Wembley crap – Volume four

​What a season. We play poorly against our toughest league opponents away, boss everybody else. We play terrific against big name European clubs—home and away. And then at Wembley we lose the plot—again and again—vs the pedestrian Premier League clubs. The latest installment was all too familiar. The early goal by Salomon Rondon was created by a foolish Dele Alli mistake. Davinson Sanchez marked Rondon well but fell victim, surprisingly, to the other’s superior strength and the flick to the opposite corner was delivered simultaneously with the shoulder shove, and the game’s narrative was established.
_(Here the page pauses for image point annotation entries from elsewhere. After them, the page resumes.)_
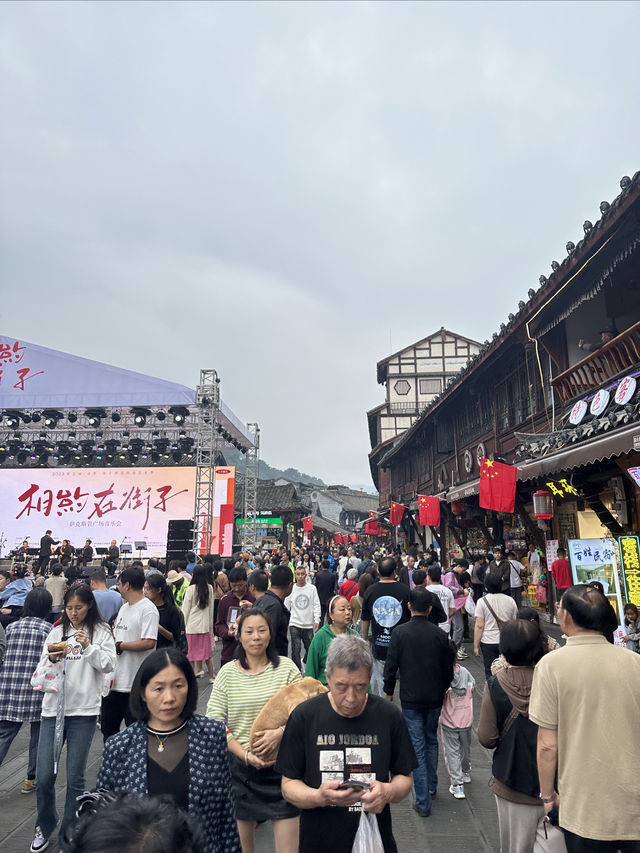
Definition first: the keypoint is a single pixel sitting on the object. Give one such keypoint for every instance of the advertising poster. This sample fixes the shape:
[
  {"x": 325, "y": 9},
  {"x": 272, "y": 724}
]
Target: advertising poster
[
  {"x": 126, "y": 504},
  {"x": 630, "y": 559},
  {"x": 595, "y": 560}
]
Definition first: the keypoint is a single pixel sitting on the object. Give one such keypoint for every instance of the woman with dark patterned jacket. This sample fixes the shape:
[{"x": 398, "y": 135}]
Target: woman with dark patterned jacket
[{"x": 171, "y": 750}]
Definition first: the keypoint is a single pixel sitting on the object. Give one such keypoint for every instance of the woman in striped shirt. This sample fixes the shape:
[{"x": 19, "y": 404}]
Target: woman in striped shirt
[{"x": 239, "y": 693}]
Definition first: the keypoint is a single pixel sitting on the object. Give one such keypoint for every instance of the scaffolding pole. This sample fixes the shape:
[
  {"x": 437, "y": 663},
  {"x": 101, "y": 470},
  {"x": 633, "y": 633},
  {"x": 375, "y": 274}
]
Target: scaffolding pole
[
  {"x": 208, "y": 402},
  {"x": 252, "y": 459}
]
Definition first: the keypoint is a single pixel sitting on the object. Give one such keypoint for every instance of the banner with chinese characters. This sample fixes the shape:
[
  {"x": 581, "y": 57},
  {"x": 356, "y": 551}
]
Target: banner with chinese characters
[
  {"x": 630, "y": 559},
  {"x": 595, "y": 560},
  {"x": 101, "y": 504},
  {"x": 221, "y": 541}
]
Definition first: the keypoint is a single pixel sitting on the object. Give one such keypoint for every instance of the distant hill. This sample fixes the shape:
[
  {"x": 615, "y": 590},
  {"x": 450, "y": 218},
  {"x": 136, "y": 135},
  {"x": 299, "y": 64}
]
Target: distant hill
[{"x": 267, "y": 472}]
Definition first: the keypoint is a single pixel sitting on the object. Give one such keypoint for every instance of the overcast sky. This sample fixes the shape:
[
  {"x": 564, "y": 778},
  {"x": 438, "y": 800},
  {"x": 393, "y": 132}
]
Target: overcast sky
[{"x": 288, "y": 192}]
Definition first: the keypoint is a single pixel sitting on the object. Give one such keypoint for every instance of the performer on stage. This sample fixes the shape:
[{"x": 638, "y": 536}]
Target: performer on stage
[
  {"x": 46, "y": 543},
  {"x": 110, "y": 560},
  {"x": 87, "y": 553}
]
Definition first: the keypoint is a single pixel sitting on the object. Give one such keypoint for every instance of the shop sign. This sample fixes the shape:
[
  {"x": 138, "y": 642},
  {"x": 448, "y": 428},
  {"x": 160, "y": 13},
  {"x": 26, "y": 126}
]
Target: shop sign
[
  {"x": 630, "y": 559},
  {"x": 625, "y": 390},
  {"x": 578, "y": 412},
  {"x": 599, "y": 402},
  {"x": 595, "y": 560},
  {"x": 561, "y": 488}
]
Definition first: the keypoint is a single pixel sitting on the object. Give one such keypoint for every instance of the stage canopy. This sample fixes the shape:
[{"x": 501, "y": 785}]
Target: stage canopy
[{"x": 38, "y": 378}]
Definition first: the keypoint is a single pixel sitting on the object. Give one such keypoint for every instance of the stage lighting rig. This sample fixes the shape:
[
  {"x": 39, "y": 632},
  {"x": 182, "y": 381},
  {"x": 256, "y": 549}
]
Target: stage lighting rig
[
  {"x": 180, "y": 414},
  {"x": 51, "y": 418},
  {"x": 94, "y": 416},
  {"x": 140, "y": 415}
]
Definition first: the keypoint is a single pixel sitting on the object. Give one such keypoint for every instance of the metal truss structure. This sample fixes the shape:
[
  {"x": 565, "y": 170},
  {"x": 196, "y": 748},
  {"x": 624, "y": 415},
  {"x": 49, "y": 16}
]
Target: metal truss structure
[
  {"x": 111, "y": 437},
  {"x": 208, "y": 403},
  {"x": 252, "y": 459}
]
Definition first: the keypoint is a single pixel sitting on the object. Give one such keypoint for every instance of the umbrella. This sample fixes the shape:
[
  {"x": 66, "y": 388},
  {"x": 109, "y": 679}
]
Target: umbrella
[{"x": 58, "y": 739}]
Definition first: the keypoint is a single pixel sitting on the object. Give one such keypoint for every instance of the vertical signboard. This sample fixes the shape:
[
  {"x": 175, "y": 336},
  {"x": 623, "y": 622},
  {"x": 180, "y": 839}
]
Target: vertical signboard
[
  {"x": 595, "y": 560},
  {"x": 630, "y": 559}
]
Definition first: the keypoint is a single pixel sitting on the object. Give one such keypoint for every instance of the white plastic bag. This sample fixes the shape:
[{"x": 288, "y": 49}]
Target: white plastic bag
[
  {"x": 367, "y": 838},
  {"x": 469, "y": 604}
]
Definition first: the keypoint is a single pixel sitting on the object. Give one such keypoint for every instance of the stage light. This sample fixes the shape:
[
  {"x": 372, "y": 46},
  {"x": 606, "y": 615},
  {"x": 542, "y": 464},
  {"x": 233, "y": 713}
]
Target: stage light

It took Spurs a good half hour to finally begin to develop some offensive cohesion and actually send some decent shots at Ben Foster, who was stalling all game in response. Heung-Min Son was the most spritely of our forwards by far, down the left wing. When the team kept sputtering early after the break, with all of the trio of Kane-Dele-Eriksen not in synch, the Dane with a particularly ineffectual performance, Poch had to try something. I assumed Dembele and Llorente would come on, perhaps for Eriksen and Dier, and they did but Poch felt Winks was not providing enough forward movement and that Dier could take Vertonghen’s role in a back four (the back three having been abandoned mid first half), leaving Dembele to press forward with five in front.

​It finally paid off with a good takeaway by Trippier, fed to Dele and then a perfect cross that Kane flicked by Foster. For the next five or six minutes, Spurs were crashing into Baggie bodies and seemed certain to get the winner—but the nine men back formation held, the storm broke, and it was actually West Brom who had two opportunities at the death to win, first from Robson-Kanu and then a cross that a tired Rondon simply couldn’t reach for a simple tap-in.
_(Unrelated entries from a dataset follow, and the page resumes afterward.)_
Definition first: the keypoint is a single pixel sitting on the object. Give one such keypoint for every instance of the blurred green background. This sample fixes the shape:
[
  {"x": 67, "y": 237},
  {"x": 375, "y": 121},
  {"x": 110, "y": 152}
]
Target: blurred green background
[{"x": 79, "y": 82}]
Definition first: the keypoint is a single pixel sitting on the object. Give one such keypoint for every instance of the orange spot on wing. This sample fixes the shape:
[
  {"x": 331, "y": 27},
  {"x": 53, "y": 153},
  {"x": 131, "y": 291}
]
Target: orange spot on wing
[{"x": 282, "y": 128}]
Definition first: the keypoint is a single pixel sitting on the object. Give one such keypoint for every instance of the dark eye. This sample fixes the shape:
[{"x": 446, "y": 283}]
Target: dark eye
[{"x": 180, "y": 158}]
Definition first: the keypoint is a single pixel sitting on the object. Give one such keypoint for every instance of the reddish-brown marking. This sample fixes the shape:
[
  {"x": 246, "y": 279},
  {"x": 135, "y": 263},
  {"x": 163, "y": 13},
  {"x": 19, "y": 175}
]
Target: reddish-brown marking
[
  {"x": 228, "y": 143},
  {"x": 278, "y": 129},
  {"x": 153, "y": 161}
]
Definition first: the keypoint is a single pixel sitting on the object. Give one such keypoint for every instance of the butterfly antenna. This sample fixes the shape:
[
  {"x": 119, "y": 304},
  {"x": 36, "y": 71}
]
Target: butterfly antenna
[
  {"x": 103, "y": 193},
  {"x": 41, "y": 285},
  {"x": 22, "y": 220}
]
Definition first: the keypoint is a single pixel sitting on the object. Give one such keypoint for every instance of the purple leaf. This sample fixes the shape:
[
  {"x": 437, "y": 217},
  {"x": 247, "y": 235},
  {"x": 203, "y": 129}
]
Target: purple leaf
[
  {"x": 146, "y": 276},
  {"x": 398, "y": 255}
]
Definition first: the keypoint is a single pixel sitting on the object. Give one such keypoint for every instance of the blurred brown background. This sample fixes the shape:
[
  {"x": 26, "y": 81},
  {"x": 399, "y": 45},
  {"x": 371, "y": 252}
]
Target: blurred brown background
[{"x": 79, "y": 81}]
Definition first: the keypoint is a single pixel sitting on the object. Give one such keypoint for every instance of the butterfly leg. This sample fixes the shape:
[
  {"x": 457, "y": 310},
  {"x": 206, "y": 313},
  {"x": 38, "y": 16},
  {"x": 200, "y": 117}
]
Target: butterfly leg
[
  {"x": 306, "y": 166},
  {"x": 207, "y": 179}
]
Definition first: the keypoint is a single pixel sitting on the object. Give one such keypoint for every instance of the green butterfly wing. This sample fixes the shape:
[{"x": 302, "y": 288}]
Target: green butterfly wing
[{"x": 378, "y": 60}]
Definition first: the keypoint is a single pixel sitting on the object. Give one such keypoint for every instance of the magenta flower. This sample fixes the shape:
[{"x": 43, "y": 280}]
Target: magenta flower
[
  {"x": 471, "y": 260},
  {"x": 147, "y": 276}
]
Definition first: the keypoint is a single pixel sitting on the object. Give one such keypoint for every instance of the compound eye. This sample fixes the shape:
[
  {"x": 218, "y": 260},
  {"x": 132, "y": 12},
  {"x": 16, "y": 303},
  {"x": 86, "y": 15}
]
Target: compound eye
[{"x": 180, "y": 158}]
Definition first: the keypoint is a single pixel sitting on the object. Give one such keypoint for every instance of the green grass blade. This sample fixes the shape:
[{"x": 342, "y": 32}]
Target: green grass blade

I suspect this won’t be the last disappointment at Wembley in this type of game against this type of opponent this season. The squad is not yet deep enough for our best to stay fresh with all the midweek fixtures (shifting to league games rather than Europe over the next month) and the reserves are not yet trusted or accomplished enough to win on their own. The title chase is over, of course—now Spurs must, in the midst of what could yet be a glorious run through Europe, settle into a do or die fight with Arsenal and Liverpool for Top Four, and then hope to make a trophy run in the FA Cup, no matter how much Poch denies that it matters.
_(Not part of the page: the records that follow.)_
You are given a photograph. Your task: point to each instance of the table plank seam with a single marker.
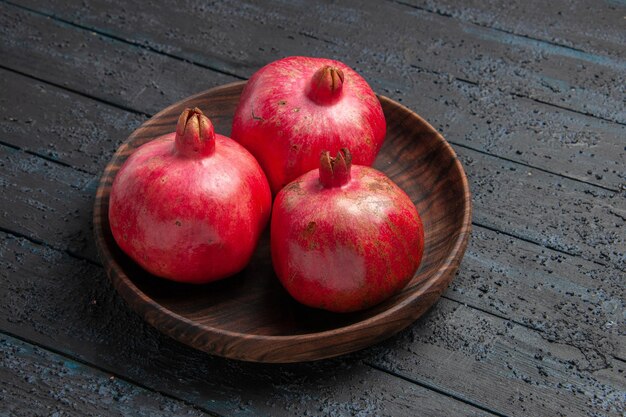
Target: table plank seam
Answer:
(445, 295)
(120, 39)
(230, 73)
(77, 92)
(148, 115)
(508, 32)
(519, 95)
(107, 371)
(540, 101)
(436, 389)
(474, 222)
(47, 245)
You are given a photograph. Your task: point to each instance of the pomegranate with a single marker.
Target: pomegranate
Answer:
(190, 205)
(294, 108)
(345, 238)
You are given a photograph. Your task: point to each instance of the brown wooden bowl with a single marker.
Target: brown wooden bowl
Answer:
(250, 316)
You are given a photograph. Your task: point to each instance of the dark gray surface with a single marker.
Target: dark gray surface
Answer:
(37, 382)
(532, 325)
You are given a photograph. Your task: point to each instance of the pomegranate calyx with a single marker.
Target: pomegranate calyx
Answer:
(335, 172)
(326, 85)
(195, 135)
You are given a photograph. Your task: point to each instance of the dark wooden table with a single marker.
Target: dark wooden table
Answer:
(530, 95)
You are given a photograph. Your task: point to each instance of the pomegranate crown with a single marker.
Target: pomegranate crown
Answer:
(326, 85)
(195, 135)
(335, 172)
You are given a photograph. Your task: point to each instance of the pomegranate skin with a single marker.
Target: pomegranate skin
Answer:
(345, 248)
(190, 211)
(294, 108)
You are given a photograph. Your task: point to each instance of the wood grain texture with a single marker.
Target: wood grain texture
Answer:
(596, 27)
(37, 382)
(485, 117)
(514, 371)
(56, 300)
(459, 349)
(250, 316)
(353, 31)
(65, 127)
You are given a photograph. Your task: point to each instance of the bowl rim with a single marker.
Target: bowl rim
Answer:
(452, 260)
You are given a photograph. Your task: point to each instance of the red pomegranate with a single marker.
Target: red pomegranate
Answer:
(190, 205)
(344, 238)
(294, 108)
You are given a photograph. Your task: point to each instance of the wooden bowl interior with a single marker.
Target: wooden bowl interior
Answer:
(253, 303)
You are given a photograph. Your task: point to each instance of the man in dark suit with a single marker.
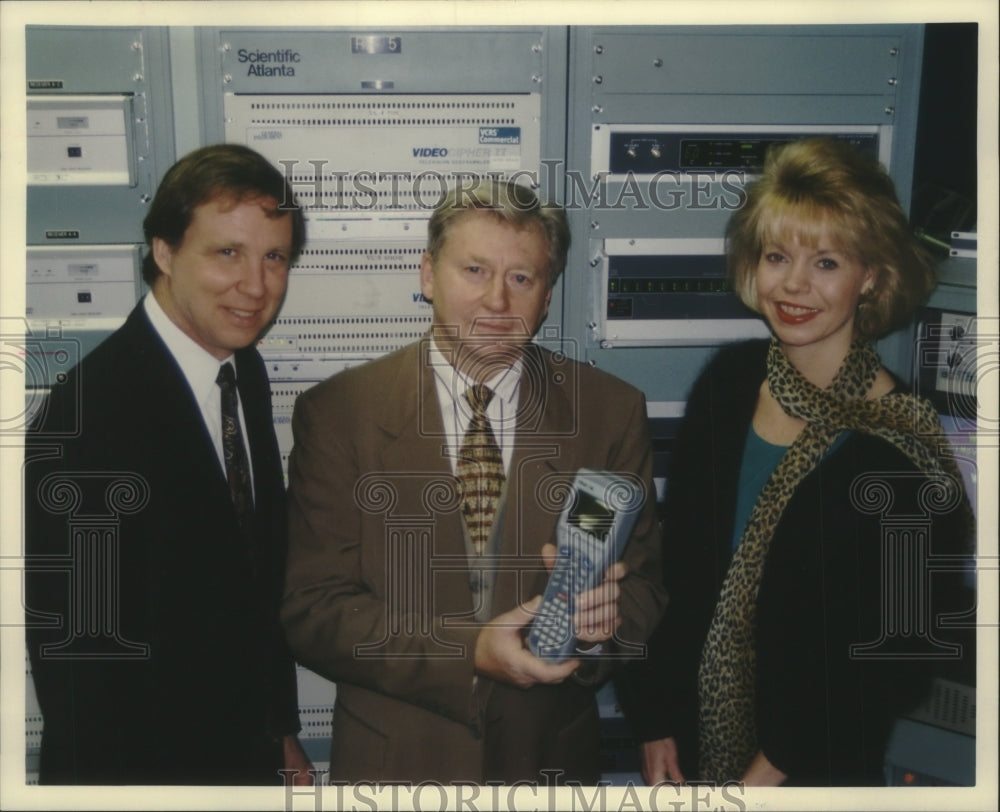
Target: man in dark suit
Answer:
(155, 508)
(406, 596)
There isn’t any one thing or player to blame. The goal was a great individual effort after a Spurs mistake. It set the tone for the type of game that is Spurs’ Achilles Heel. The forwards were either knackered or a bit out-of-sorts or both. We got the point we deserved, but not the three that a better and stronger side would have forced. Europe is our salvation, but as in 2011 we must not allow an exciting run on the continent to become a one-off.